Lo studio considera l'impatto della crisi che dal 2008 ha cambiato la stessa prospettiva con cui l'Europa guardava alle priorità sanitarie: dalle preoccupazioni per gli anni a venire, a cominciare dall'invecchiamento della popolazione, alla sostenibilità dei sistemi nazionali nell'immediato. Non tutti, certo, hanno risentito dell'onda d'urto. Ma la ricerca - che prende in considerazione due step successivi di indagine, conclusi il primo a marzo 2011 e il secondo alla fine del gennaio 2013 e si focalizza sui casi studio Estonia, Grecia, Irlanda, Lettonia, Lituania e Portogallo - dimostra che la crisi ha comportato in tutti i Paesi più colpiti un immediato calo del Pil e soprattutto alti tassi di disoccupazione, che inevitabilmente hanno impattato sull'accesso ai servizi sanitari. La scelta di politiche di spesa pubblica anticiclica per tutelare la domanda e le preorogative della società non è avvenuta ovunque: tra 2008 e 2012 il pro capite è calato a Cipro, nella Repubblica Ceca, in Grecia, Ungheria, Islanda, Irlanda, Romania e Regno Unito. In Italia, il calo si è registrato nel 2011 e 2012.
Nei Paesi in cui i tagli sono stati imposti dall'esterno, dove sono mancate leadership e vision forti, dove l'accesso universale all'assistenza sanitaria è rimasto collegato non al criterio della residenza ma ai contributi versati dai lavoratori (con la conseguenza che una volta perso l'impiego si esce drammaticamente anche dal sistema di welfare), dove le politiche fiscali hanno continuato a colpire indiscriminatamente le categorie più fragili e dove si è proceduto a tagli lineari senza puntare sull'efficienza, la crisi ha picchiato duro. I primi effetti sono soprattutto sulla salute mentale della popolazione: «l'evidenza – si legge nel report – generalmente suggerisce che disoccupazione e incertezza finanziaria aumentano il rischio di disagio mentale». Per non parlare dei suicidi, il cui trend dopo anni di calo è tornato a crescere in più d'un Paese. Anche se i veri effetti devono ancora venire: con ogni probabilità - è il monito - l'aumento della spesa out of pocket o il rinvio delle scelte di cura da parte delle famiglie mostreranno conseguenze visibili sulle finanzie e sulle condizioni generali di salute solo nei prossimi anni.

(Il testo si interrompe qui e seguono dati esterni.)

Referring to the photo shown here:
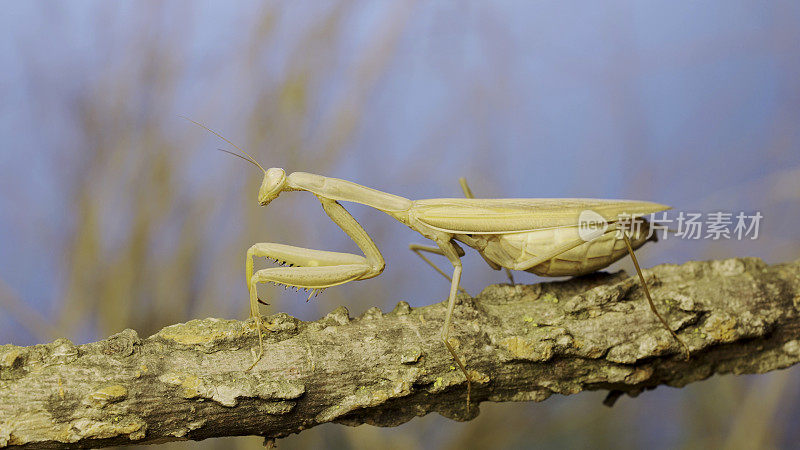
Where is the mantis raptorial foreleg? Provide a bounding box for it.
[245,197,385,368]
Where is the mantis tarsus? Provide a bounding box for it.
[192,121,689,409]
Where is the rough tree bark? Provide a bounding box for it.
[0,258,800,448]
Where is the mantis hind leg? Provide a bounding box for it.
[622,231,690,360]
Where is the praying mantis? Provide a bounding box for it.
[188,119,689,409]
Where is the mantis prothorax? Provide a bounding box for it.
[195,118,689,409]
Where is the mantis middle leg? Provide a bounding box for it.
[436,238,472,412]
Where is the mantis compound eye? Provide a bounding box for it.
[258,167,286,206]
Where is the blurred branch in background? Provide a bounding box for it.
[0,0,800,449]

Non mancano però gli strumenti per provare a tracciare un futuro più roseo: intanto nel report si legge l'avvertenza, ai politici, di dotarsi di adffidabili sistemi di analisi e di gestione dei sistemi sanitari. Perché solo così sono pensabili strategie efficaci e di lungo raggio. Poi, serve investire su misure che taglino gli sprechi e aumentino l'efficienza, come le scelte che nella farmaceutica promuovono i prodotti equivalenti o le riorganizzazioni strutturali che puntano sulla ristrutturazione dell'assistenza ospedaliera e su una presa in carico efficace della cronicità. Anche l'Italia è avvertita.